Dieser alte Leeheimer Brauch, dessen Ursprung ungeklärt ist,  drohte durch die rückläufige Viehwirtschaft und der damit schwindenden Heuproduktion einzuschlafen. Um dem entgegen zu wirken haben die Gründerväter des HGV im Jahre 1984 in Zusammenarbeit mit einem örtlichen Landwirt begonnen, Heubündel vorzubereiten und am Vormittag des 24. Dezembers im Museumshof auszugeben. Rund 400 Stück sind es inzwischen, die alljährlich zusammen mit Naschwerk bereitgestellt und dann auch reißenden Absatz finden. Dieser Vormittag ist aber nicht nur beim Leeheimer Nachwuchs, sondern auch bei vielen Erwachsenen, mit und auch ohne Kinder ein fest verankerter Bestandteil des Terminkalenders. Gilt es dort doch, kurz vor Beginn der Weihnachtsfeierlichkeiten die Geselligkeit mit Freunden und alten, lange nicht mehr gesehenen Bekannten zu pflegen. Die heißen Getränke, wie selbstgebrauter Äppelwoi und  Säfte, halten Vorstandsmitglieder des HGV für die vielen  morgendlichen Gäste im Museumshof kostenlos bereit, sodass sich zwischen zehn und zwölf Uhr etwa 300 bis 400 alte, neue und ehemaligen Leeheimer Bürger im Museumshof tummeln, darunter zum ersten Mal auch der designierte Bürgermeister Riedstadts Marcus Kretschmann.

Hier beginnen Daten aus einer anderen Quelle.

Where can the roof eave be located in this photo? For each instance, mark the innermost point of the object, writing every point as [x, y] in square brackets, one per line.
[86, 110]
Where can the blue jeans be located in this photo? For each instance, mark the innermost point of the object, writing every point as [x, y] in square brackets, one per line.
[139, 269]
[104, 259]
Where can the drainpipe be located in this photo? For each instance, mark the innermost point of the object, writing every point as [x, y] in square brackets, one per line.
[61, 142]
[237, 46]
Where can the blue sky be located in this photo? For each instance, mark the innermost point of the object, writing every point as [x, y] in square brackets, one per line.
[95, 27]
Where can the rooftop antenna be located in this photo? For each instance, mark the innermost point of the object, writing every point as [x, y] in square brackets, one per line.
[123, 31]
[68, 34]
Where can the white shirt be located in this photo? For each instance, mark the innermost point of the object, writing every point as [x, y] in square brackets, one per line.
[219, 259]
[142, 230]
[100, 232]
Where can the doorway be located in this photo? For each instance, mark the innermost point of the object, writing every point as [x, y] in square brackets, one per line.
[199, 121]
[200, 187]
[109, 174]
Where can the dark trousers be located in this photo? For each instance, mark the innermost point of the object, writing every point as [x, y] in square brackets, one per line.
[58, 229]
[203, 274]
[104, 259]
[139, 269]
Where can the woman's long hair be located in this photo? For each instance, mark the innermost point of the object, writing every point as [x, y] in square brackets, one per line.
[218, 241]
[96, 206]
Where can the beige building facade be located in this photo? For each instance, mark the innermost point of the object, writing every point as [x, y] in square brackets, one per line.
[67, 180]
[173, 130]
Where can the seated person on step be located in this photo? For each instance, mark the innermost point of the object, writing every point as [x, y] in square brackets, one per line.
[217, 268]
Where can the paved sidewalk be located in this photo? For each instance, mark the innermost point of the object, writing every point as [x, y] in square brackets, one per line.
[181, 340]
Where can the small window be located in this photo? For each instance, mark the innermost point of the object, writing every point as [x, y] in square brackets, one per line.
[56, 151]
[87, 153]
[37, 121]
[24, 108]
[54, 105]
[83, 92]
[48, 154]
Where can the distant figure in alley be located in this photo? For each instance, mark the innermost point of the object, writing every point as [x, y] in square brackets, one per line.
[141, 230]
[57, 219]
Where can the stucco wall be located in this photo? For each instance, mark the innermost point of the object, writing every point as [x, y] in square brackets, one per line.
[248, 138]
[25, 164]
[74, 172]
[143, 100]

Der seit 20 Jahren in Leeheim lebende Benjamin Völker hat diesen Leeheimer Brauch durch seine Leeheimer Frau Caroline kennengelernt. Er freut sich über den Spaß seiner achtjährige Tochter Zoey und des vierjährigen Sohnes Ben, die ihre Heubündel zu Oma und Gode (Patin) bringen. Mit ihrer dreijährigen Nichte Penelope, die ihr Heubündel für ihre Eltern in Erfelden abholt, ist Petra Zielke diesmal das erste Mal dabei. Mit den heute 30 und 25 Jahre alten Söhnen hat diese Aufgabe ihr Mann Oliver übernommen. Zum festen Ritual zählt dieser Termin seit vielen Jahren auch für Lutz Becker -  früher bereits mit seinen drei mittlerweile erwachsenen Kindern - und Ingo Siller mit Sohn und zwei Enkelkindern aus Wolfskehlen. Beide genießen immer wieder die angenehme Atmosphäre im Museumshof, möchten mit ihrem Besuch zum Erhalt dieser alten Tradition beitragen und den HGV unterstützen.